A magnet high-school science program, for instance, might utilize the resources of a university science center. To offer art-history courses, a fine-arts program could draw on the resources of a city's museums as well as university art departments. In cities fortunate enough to have major orchestras, music programs could provide for regular attendance at concerts.
For young children, the most successful strategy employed by voluntary desegregation programs has been to offer all-day kindergarten and high-quality after-school6programs. City schools near the boundaries of suburban districts that offer good preschool and after-school programs might attract children from suburban districts as well as children from other neighborhoods within the city.
Several cities have recently designed voluntary cross-district desegregation plans that would incorporate these kinds of resources. In response to a lawsuit brought by the Milwaukee Public Schools, the city of Milwaukee and 24 neighboring suburbs have reached a voluntary agreement that civil-rights lawyers are calling the most complete settlement ever of a metropolitan-wide desegregation case.
With a high level of state support and special provisions designed to promote housing integration in the suburbs, the plan would more than double the number of spaces allotted to inner-city minority students in the suburban districts. The suburban districts would also undertake new efforts to recruit minority teachers, while the Milwaukee schools would expand the specialty programs that already have proven successful in attracting white suburban students.
Although still awaiting a "fairness" hearing scheduled for this week, the Milwaukee plan offers a model for future voluntary cross-district desegregation arrangements.
St. Louis, too, has recently developed a metropolitan desegregation plan based on the use of magnet schools with specialized offerings to attract suburban students.
Such programs cost money. But there are signs that Americans may be ready to commit more resources to education. The Committee for Economic Development, warning that 30 percent of the students in public schools are in great danger of educational failure and lifelong dependency, has called for substantially increased public investment in the educational needs of disadvantaged children.

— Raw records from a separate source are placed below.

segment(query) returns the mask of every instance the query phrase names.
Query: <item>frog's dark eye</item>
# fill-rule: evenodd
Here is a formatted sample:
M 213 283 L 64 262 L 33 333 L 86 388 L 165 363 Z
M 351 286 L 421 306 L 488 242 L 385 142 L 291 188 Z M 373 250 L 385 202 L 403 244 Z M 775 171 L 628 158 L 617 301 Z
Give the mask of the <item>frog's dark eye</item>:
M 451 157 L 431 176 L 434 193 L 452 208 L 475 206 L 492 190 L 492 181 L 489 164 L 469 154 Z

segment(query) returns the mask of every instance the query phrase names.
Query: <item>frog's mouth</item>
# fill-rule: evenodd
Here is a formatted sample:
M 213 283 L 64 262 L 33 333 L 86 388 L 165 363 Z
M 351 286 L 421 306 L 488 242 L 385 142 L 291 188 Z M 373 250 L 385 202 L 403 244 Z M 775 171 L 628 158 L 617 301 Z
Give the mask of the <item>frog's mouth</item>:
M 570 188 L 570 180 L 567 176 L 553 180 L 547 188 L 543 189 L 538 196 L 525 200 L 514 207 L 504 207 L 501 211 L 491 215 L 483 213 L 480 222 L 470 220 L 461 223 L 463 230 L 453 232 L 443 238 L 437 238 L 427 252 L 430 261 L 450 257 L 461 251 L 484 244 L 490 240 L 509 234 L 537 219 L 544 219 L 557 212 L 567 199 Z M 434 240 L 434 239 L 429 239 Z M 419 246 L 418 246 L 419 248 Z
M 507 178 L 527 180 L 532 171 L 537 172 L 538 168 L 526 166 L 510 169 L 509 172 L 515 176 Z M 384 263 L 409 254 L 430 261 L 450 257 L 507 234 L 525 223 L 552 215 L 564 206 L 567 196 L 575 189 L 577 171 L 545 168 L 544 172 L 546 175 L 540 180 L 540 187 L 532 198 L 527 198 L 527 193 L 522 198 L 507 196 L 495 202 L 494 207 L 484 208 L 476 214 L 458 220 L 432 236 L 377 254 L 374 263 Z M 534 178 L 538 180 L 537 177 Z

Furthermore, according to a recent poll, a majority of California voters would prefer to see a $700-million state surplus spent on public education rather than returned to the taxpayers.
Should greater resources become available to education, we must use these funds in ways which will allow us to pursue the goal of ending the isolation of inner-city children at the same time as we strengthen the curriculum and improve student services.

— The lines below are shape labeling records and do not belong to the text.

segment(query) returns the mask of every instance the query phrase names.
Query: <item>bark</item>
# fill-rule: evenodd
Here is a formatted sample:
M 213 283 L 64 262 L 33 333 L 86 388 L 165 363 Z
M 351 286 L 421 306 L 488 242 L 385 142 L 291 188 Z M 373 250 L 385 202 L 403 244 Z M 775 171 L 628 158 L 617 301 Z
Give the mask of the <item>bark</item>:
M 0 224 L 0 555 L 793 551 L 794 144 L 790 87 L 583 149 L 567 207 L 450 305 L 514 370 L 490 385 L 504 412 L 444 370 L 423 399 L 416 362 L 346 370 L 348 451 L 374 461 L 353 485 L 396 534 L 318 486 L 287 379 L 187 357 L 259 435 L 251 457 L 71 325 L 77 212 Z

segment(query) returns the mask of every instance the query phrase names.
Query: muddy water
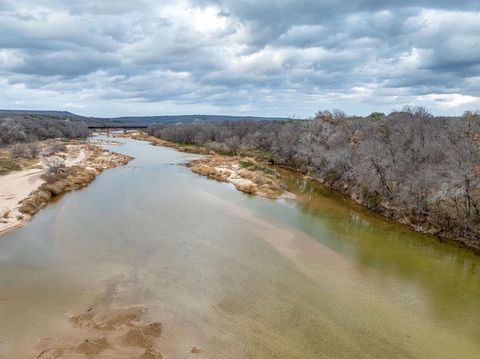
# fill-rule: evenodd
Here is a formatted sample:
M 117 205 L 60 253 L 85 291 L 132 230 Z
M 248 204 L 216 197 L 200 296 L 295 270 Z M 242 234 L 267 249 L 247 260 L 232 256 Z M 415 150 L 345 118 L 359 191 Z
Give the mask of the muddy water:
M 297 177 L 298 201 L 252 197 L 178 165 L 194 155 L 122 141 L 129 165 L 0 238 L 0 358 L 132 306 L 162 322 L 167 358 L 479 357 L 479 257 Z

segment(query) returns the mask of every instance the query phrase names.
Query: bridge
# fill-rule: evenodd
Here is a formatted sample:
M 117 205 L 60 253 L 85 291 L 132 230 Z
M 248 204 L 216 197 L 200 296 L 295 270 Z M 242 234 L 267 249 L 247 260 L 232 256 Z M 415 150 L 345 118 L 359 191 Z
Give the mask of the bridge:
M 105 125 L 105 126 L 88 126 L 89 130 L 145 130 L 147 129 L 147 125 L 122 125 L 122 124 L 115 124 L 115 125 Z

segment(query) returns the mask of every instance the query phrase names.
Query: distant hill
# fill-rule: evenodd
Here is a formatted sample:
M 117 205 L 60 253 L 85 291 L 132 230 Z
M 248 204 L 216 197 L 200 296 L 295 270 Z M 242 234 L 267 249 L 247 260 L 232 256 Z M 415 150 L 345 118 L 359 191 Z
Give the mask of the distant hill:
M 173 116 L 131 116 L 131 117 L 115 117 L 115 121 L 126 123 L 141 123 L 141 124 L 169 124 L 169 123 L 190 123 L 195 121 L 208 122 L 223 122 L 223 121 L 239 121 L 239 120 L 253 120 L 253 121 L 279 121 L 285 120 L 280 117 L 257 117 L 257 116 L 226 116 L 226 115 L 173 115 Z
M 258 116 L 227 116 L 227 115 L 172 115 L 172 116 L 126 116 L 126 117 L 89 117 L 81 116 L 68 111 L 43 111 L 43 110 L 0 110 L 0 116 L 45 116 L 45 117 L 57 117 L 62 119 L 83 120 L 86 122 L 94 123 L 128 123 L 128 124 L 171 124 L 171 123 L 190 123 L 195 121 L 209 121 L 209 122 L 222 122 L 222 121 L 239 121 L 239 120 L 285 120 L 286 118 L 280 117 L 258 117 Z

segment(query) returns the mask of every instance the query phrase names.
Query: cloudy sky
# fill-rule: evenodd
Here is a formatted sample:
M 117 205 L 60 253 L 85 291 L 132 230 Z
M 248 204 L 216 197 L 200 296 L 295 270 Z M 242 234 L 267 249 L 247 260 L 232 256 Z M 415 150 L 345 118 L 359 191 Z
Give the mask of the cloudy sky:
M 478 0 L 0 0 L 0 108 L 480 108 Z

If we do nothing about the isolation of these children, an urgent social problem could very well become an explosive one. Demographers tell us America is in for changes that will dramatically change the composition of our schools and our society. By the year 2000, the demographers project, 38 percent of those under 18 will belong to a racial minority group.
In addition to a changing racial composition, our society has also been experiencing income stratification. Sociologists and economists have made much of the "disappearing middle" and the move toward the so-called "two-tiered economy," consisting of low-paid, frequently part-time or seasonal workers, and a smaller group of affluent two-income families.
The problems of increased income stratification and residential segregation will not be resolved through cross-district school-integration plans. Nor will racial and class integration in the schools automatically lead to a more tolerant, more equitable society.
Yet schools are not irrelevant institutions. Attitudes can change; different perspectives can be learned. Education for citizenship in a multi-racial, democratic society requires some exposure to people from different backgrounds. Surely such exposure should help young people begin to bridge these gaps and perhaps develop the commitment to work to lessen them. For the benefit of all members of our society, we must take a regional approach to desegregation.